Hintergrund: Die krachende UN-Abstimmungsniederlage von EU und USA gegen ihr einseitiges Sanktionsregime

Am 3. April 2023 stimmte der UN-Menschenrechtsrat mit überwältigender Mehrheit für eine von der Bewegung der Blockfreien Staaten eingebrachte Resolution, die die Abschaffung von einseitigen Wirtschaftssanktionen, wie sie vornehmlich die USA und die EU anwenden, fordert. Diese „einseitigen Zwangsmaßnahmen“ verstießen gegen die UN-Charta und Grundsätze für friedliche Beziehungen zwischen den Staaten. Lediglich die USA, Großbritannien, die EU-Mitgliedsstaaten sowie Montenegro, Georgien und die Ukraine stimmten gegen die Resolution. Alle Vertreter afrikanischer, asiatischer und lateinamerikanischer Staaten stimmten, bei einer Enthaltung (Mexiko), dafür.

Die Resolution mit dem Dokumentennamen A/HRC/52/L.18 und dem Titel „Die negativen Auswirkungen einseitiger Zwangsmaßnahmen auf die Wahrung der Menschenrechte“ fordert alle Staaten auf, „keine einseitigen Zwangsmaßnahmen mehr zu ergreifen, beizubehalten, durchzuführen oder einzuhalten“, da diese „gegen die Charta der Vereinten Nationen und die Normen und Grundsätze für friedliche Beziehungen zwischen den Staaten verstoßen“.

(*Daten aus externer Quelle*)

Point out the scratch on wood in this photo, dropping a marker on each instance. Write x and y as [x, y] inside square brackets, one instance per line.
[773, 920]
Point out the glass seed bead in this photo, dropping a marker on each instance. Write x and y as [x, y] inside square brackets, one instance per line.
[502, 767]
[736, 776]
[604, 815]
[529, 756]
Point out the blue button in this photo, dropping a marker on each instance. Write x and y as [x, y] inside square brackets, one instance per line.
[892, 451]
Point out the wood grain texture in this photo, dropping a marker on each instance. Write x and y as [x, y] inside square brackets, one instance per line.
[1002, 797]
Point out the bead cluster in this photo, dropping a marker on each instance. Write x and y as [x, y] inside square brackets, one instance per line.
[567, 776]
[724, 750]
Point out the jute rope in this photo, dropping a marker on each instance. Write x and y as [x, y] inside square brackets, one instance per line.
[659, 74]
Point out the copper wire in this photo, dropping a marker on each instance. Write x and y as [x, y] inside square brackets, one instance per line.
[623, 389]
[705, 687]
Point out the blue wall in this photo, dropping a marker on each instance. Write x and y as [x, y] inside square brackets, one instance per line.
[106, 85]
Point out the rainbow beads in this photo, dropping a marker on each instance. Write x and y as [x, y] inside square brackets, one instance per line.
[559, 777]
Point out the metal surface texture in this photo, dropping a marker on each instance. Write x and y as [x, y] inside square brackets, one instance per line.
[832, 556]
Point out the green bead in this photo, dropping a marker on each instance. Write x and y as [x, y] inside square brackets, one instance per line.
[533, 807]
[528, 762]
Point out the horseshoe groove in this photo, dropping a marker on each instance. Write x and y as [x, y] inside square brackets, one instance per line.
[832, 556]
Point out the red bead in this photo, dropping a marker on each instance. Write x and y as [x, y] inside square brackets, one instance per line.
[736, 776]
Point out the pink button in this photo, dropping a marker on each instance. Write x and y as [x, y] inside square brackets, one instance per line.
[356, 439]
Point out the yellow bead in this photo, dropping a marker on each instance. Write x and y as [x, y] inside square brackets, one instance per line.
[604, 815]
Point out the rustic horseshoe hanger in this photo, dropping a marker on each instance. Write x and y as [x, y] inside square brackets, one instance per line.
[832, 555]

Zudem zeigten sich die Verfasser „alarmiert über die unverhältnismäßigen und unterschiedslosen menschlichen Kosten einseitiger Sanktionen und ihre negativen Auswirkungen auf die Zivilbevölkerung, insbesondere auf Frauen und Kinder, in den Zielstaaten“ sowie „zutiefst beunruhigt über die negativen Auswirkungen einseitiger Zwangsmaßnahmen auf das Recht auf Leben, das Recht eines Jeden auf das für ihn erreichbare Höchstmaß an körperlicher und geistiger Gesundheit und medizinischer Versorgung, das Recht auf Freiheit von Hunger und das Recht auf einen angemessenen Lebensstandard, auf Nahrung, Bildung, Arbeit und Wohnung sowie das Recht auf Entwicklung und das Recht auf eine saubere, gesunde und nachhaltige Umwelt“.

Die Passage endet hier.